Je jette un œil à Liam qui me prend les papiers des mains pour les feuilleter. On en a déjà discuté, lui comme moi semblons incapables de nous décider. Comment peut-on prendre ce genre de décisions ? J’ai l’impression que chaque solution est un bon choix et un mauvais à la fois.
— Non, non, c’est bon… On va continuer d’en discuter. J’espère qu’on saura ce qu’on veut dans cinq jours alors. Merci, Docteur, soupiré-je en me levant.
— Regardez bien le dossier, il est vraiment fait pour vous aider dans la réflexion. Et si vous avez des questions plus techniques, tous mes contacts sont sur le derrière de la pochette. A dans cinq jours !

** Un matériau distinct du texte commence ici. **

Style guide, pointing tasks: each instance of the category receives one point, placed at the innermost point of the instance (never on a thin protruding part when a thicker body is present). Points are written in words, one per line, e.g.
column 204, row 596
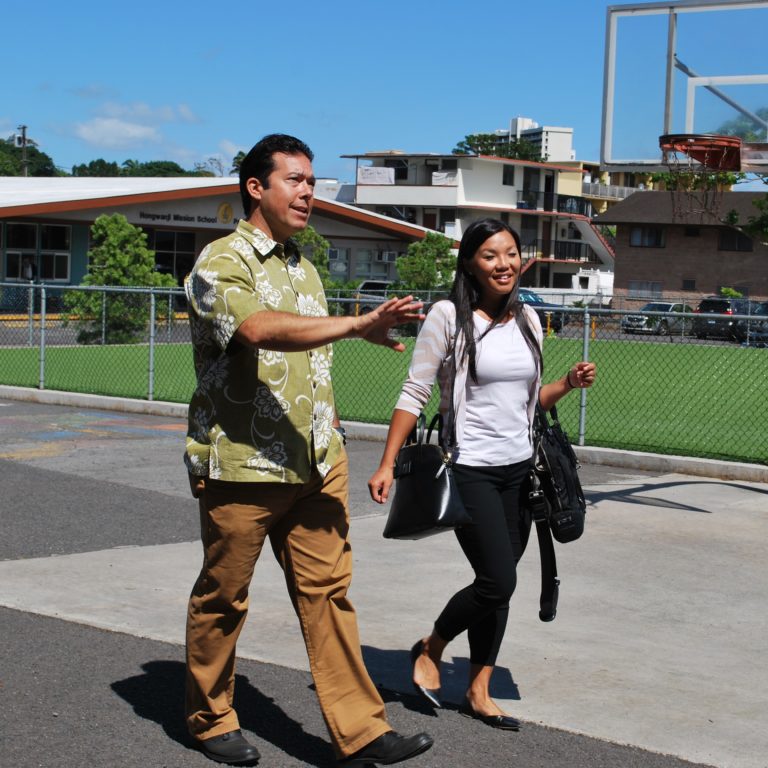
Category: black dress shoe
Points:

Nous la remercions et la saluons avant de sortir de son bureau, silencieux. Liam s’arrête au bureau de la secrétaire pour prendre le prochain rendez-vous tandis que je sors prendre l’air et tenter de m’éloigner un peu de tous ces questionnements. Un peu compliqué, je le conçois, je crois que je suis incapable de prendre de la distance en sachant que je porte cet enfant. Difficile d’oublier quand tu te retrouves au-dessus de la cuvette des toilettes à cause des nausées tous les matins. Ou quand ta mère passe son temps à te regarder avec sollicitude, à te demander comment tu vas, si tu t’es décidée, si le père s’implique dans cette décision. Bref, je me demande si ce dont on a vraiment besoin, c’est d’en parler encore, ou s’il faut qu’on éclipse ce sujet pendant quelques jours pour prendre du recul. On pourrait essayer, tout du moins.